While no one with dementia on the panel said they had any issues with this, some carers shared the following experiences:

“My partner’s hands and feet were always cold. I bought a hot water bottle and thermal socks which worked well to keep them warm in winter.”

“I assist my partner with dressing and put a choice of two appropriate seasonal items out for when they get dressed. This works really well and there is never an argument.”

  1. Following this we were interested to know if panel members usually made alternative plans for winter and if these had changed in any way since the diagnosis of dementia.

Some people with dementia said:

Yes, we go to Borneo for 3 months in winter which we have been doing this for 25 years. I wouldn’t cope with winter in Jersey if we didn’t go every year.”

“I am Scottish and go to my daughter in Glasglow to celebrate Hogmanay (New Year).”

“I love Pantomimes and enjoy taking my grandchildren.”

 One carer said:

“I always facetime my family in Spain on Christmas Day and New Year.”

  1. Because we know that more accidents can happen as people get older, that dementia can affect people’s mobility and their perceptions of hazards, and seasonal illnesses can affect older people more than younger people, we asked panel members if they took any extra precautions to stay safe during winter.

Some carers commented:

“I always have my yearly flu shot and now I make sure I also have my covid shot at the same time.”

“I keep a stock of tinned food in my cupboards just in case I can’t get out to the shops.”

“I am mindful of telephone scams more over the Christmas period.”

Some people with dementia commented:

 “I have always checked the roof in summer in preparation for the winter rains.”

“When I was young, we had to make sure the paraffin heaters were filled in time for


“I don’t go out in winter because I am afraid of slipping with my walker and I don’t

want to use a wheelchair.”

  1. We then asked if people’s diet changes during winter.

This topic had all panel members talking about their favourite winter meals including soups and casseroles, which some described as comfort foods. Some panel members then moved the discussion on to the changes they had introduced in their diets to ensure they ate healthier foods because of the dementia diagnosis.

  1. The question we then asked concerned the support Dementia Jersey offers during the winter and if this was not sufficient, what additional services the panel would recommend.
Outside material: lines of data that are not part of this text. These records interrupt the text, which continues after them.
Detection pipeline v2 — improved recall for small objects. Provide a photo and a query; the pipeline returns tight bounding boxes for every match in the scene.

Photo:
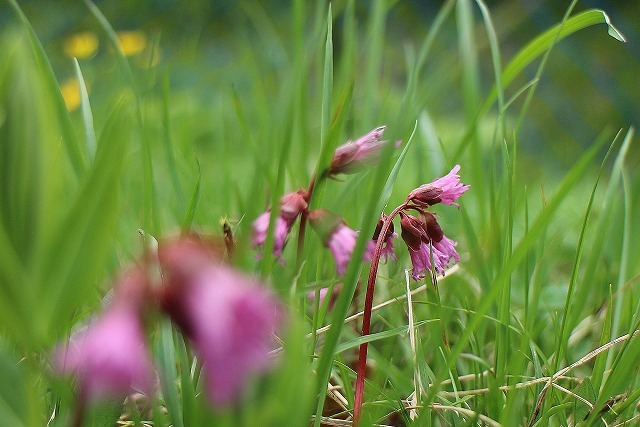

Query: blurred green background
[0,0,640,171]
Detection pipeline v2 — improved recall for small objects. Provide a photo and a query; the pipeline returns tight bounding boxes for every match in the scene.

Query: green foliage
[0,0,640,427]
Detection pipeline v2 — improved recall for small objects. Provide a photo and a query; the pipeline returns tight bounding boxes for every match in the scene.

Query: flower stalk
[353,203,407,425]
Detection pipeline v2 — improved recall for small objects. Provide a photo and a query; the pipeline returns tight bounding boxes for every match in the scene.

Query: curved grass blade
[73,58,98,162]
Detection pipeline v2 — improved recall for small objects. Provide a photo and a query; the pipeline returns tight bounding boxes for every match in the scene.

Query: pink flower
[54,303,153,399]
[400,212,460,280]
[329,126,396,175]
[364,214,398,262]
[253,190,308,258]
[158,237,281,407]
[407,165,470,206]
[327,224,358,276]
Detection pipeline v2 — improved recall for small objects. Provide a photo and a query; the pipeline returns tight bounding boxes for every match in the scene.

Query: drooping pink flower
[400,212,460,280]
[158,239,282,407]
[329,126,396,175]
[327,224,358,276]
[53,267,154,400]
[54,303,153,399]
[253,190,308,258]
[407,165,470,207]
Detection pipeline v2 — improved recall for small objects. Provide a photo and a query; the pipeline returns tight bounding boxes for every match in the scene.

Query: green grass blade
[426,130,605,408]
[182,159,202,233]
[37,99,129,338]
[85,0,159,235]
[73,58,98,161]
[8,0,86,176]
[156,319,184,427]
[552,133,619,372]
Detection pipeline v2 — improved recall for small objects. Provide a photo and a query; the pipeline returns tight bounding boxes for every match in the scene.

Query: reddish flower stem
[353,203,407,426]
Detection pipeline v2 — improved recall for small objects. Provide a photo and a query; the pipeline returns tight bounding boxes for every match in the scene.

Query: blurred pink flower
[407,165,470,206]
[327,224,358,276]
[253,190,308,258]
[159,237,282,407]
[329,126,399,175]
[54,302,153,399]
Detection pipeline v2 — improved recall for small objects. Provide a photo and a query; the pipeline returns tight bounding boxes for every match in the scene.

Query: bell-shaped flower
[54,271,154,400]
[400,212,460,280]
[253,190,308,258]
[158,237,282,407]
[329,126,399,176]
[407,165,470,207]
[309,209,364,276]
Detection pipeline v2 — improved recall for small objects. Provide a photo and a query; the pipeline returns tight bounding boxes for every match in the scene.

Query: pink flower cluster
[54,235,282,407]
[253,126,469,286]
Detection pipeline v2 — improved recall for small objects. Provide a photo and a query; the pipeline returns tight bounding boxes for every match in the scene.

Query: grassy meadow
[0,0,640,427]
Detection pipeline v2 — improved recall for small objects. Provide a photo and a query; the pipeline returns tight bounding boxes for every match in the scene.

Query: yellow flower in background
[62,31,99,59]
[117,30,147,56]
[60,77,80,111]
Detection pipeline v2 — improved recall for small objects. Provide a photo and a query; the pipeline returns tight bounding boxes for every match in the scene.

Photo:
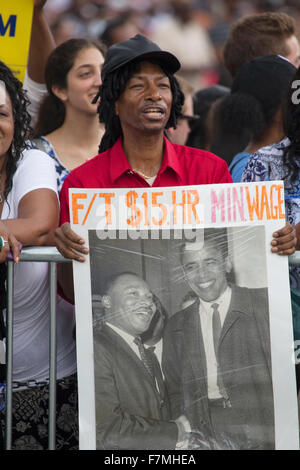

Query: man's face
[106,274,156,336]
[286,36,300,68]
[115,62,172,135]
[182,242,231,302]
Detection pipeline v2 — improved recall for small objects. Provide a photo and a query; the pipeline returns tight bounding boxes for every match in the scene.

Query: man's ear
[101,295,111,310]
[51,85,67,102]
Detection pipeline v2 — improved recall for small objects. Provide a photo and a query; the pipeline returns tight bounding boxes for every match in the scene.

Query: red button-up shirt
[60,137,232,224]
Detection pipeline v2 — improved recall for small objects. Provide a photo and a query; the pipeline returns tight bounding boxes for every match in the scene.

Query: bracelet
[0,237,8,251]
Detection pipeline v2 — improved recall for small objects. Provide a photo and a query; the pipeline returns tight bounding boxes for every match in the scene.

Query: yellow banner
[0,0,33,82]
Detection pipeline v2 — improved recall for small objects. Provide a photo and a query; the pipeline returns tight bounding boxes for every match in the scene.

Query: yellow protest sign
[0,0,33,82]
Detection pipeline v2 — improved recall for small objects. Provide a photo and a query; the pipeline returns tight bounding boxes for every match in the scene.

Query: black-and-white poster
[70,182,299,450]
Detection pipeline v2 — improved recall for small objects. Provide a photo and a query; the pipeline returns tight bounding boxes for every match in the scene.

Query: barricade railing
[5,247,300,450]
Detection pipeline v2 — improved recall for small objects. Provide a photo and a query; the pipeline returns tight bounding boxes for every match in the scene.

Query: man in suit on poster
[163,229,275,449]
[94,273,186,450]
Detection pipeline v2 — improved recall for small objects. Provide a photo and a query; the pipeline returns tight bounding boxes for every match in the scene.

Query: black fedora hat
[101,34,180,81]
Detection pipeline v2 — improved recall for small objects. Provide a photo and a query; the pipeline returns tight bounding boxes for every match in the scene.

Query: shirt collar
[109,136,182,182]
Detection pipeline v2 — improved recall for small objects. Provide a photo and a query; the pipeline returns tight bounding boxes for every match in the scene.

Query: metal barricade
[5,247,300,450]
[5,247,71,450]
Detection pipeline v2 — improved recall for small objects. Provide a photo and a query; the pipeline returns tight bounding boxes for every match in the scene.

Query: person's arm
[27,0,55,83]
[242,152,300,256]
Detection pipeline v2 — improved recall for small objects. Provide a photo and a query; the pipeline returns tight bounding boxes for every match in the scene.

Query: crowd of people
[0,0,300,449]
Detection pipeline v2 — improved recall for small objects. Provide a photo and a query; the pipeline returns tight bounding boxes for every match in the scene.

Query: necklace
[133,168,157,180]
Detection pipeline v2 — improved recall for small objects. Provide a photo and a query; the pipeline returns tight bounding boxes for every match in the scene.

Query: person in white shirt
[94,272,186,450]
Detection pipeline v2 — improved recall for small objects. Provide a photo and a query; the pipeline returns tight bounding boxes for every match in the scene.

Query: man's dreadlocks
[98,62,184,153]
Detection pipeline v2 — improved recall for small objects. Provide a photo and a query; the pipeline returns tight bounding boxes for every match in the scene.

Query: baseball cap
[101,34,181,81]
The panel discussion was however mostly centred around the government’s services with most panel members saying these fell short of what people needed. They added that they believed it was not Dementia Jersey’s responsibility to provide support and activities for people with dementia and their families. All panel members then expressed their gratitude for the services Dementia Jersey offers and did not feel anything was lacking in their provision.

  1. Finally, to end on a seasonal note and a lighter subject, we asked the panel to tell us what songs or music reminded them of wintertime, and then although we did not expect or request the panel actually sing these, some members did break out into song!

Favourite Christmas tunes included:

Jingle Bells, Away in a Manager, White Christmas, Auld Lang Syne, Baby It’s Cold Outside, All I want for Christmas is You, Have Yourself a Merry Little Christmas, O Holy Night, Rockin’ Around the Christmas Tree, and Last Christmas.


Although there were no specific recommendations noted during this LEAP meeting, there are some subjects for consideration embedded in the above notes, including: the benefits of reminiscence; maintaining opportunities for people to attend faith activities if these have been important to people in the past; and facilitating opportunities for people to engage in activities which in the past have been important to them.

Related to this, as most panel members wanted to take the opportunity LEAP offered to voice their opinion that it should be the government supporting them better, this will be a subject for LEAP’s future consideration.

And finally, from the discussions this month, it seems that people with dementia and their carers may experience increased levels of depression in winter. As this outcome should not be ignored or considered only as a symptom of progressing dementia, LEAP will return to this subject again in future meetings.